For as long as I can remember, I have chosen a grassroots level of activism to remain engaged in my community. I acknowledge my privileged childhood, but my parents felt it necessary that I be exposed to the other perspectives. This was achieved by canvassing neighborhoods and knocking on doors for candidates. Given the Florida heat, and the potential of dog attacks, it was a grueling experience. I remember an elderly man slamming his door in my face, an experience that frightened me, but my father reminded me that everyone has an opinion, and the man was simply expressing it. This type of activism, which I have taken part of since being a teenager, has left a big impact on me. It not only gave me confidence as an individual, but made me realize I was truly making a difference by volunteering for a cause such as this. This piqued my interest further, and I become more involved in volunteering and working on political campaigns. The fact that I was the only South Asian face dedicated non-stop to making a difference was disheartening. It was this dedication on my part that enlisted the trust and respect of non-South Asians. Fast forward 15 years, I am very fortunate to have a voice in our community because I have a strong network to mobilize leaders when needed. Currently, outside of my full-time job, I am an issue advocate for the Alzheimer’s Association. This “purple” disease affects over 500,000 Floridians, and as a caregiver to my mother who was diagnosed with Alzheimer’s, it is my responsibility to utilize and navigate my political knowledge to make a difference and create an awareness. Recently, I hosted an Alzheimer’s Awareness evening bringing my personal friends, and friends in the political world together to have a frank discussion and educate one individual at a time.
Now that elections are over, I hope to take some time off before I resume again in 2020. I encourage and challenge each one of you to remain engaged and advocate for an issue you are passionate about. Write letters to editors or simply apply for a local city government Board. I had the honor to be nominated by Orlando’s Mayor to serve on a City Board.

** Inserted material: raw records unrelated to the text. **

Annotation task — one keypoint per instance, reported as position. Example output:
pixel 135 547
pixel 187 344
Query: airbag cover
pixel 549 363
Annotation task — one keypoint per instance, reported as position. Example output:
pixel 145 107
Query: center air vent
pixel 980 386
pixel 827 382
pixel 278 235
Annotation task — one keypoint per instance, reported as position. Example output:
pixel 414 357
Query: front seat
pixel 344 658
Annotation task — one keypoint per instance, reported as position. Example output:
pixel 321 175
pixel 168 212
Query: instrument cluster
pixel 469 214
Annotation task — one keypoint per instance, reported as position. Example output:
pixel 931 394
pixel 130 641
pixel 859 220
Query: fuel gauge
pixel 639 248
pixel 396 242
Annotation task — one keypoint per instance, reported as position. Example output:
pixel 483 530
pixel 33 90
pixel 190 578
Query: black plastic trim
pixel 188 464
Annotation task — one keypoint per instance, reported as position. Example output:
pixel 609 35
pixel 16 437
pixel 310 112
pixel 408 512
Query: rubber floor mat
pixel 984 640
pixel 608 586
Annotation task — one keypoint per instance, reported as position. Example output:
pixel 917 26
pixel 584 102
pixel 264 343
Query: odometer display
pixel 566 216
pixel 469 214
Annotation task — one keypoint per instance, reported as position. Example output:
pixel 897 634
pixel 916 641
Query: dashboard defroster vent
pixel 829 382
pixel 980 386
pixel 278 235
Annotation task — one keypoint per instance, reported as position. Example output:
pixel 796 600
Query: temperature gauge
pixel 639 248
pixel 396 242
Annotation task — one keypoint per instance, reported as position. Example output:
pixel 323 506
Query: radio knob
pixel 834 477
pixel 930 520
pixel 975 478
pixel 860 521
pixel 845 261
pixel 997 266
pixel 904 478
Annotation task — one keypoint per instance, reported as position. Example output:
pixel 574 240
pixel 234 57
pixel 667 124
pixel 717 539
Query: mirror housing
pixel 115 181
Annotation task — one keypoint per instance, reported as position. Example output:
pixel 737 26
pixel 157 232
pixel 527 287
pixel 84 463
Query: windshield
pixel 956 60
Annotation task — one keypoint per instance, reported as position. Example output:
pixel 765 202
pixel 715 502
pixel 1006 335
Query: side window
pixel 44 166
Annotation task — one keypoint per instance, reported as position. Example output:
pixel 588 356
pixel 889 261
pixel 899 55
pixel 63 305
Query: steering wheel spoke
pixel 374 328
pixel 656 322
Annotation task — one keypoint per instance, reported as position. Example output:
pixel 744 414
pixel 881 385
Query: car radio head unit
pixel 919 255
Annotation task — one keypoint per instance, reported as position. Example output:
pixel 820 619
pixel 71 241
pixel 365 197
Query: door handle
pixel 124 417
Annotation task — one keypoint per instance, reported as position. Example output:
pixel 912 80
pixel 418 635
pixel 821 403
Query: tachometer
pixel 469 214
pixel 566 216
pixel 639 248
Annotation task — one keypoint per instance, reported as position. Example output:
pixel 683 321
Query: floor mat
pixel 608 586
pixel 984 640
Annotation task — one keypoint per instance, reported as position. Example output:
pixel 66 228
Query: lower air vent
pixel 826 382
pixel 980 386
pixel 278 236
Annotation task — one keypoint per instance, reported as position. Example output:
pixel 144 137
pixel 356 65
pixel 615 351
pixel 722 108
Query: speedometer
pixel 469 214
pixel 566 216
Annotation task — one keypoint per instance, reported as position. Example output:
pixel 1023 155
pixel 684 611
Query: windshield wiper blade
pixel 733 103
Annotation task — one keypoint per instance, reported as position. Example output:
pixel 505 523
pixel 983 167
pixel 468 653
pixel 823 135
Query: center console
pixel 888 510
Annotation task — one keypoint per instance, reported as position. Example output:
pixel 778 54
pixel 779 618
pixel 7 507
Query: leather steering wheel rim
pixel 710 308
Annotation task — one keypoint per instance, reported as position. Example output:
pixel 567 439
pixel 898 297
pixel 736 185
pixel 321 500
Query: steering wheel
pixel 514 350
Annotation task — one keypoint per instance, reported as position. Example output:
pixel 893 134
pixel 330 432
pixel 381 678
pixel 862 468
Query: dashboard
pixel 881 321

Yog Melwani, the current Indian American Chamber of Commerce (IACC) President, is successful in his current tenure because he serves on both a City and County Board, having been nominated by Orange County Commissioners and the City of Orlando Mayor. This success is crucial to our South Asian community because he has worked hard to gain the trust of the movers and shakers in our community. Due to his strong presence, IACC is one of the top twenty chambers in Central Florida, and this year during their 9th Annual Awards Gala garnered the attention of more elected officials, compared to previous years.
In Orlando, the tide is slowly turning and a small number of South Asians are becoming more involved in our community. This is a refreshing and positive lifeline to those who have been engaged over the years. Our voices are slowly multiplying, and we hope to create a tidal wave in our region.
Usha is a first generation Indian American and native Floridian born in Orlando . She has over ten years experience working for the United States Senate and in local government. Usha is a caregiver for her mother and remains active in her community as part of the Walk to End Alzheimer’s in Orlando and the Orlando Chapter, New Leaders Council (NLC).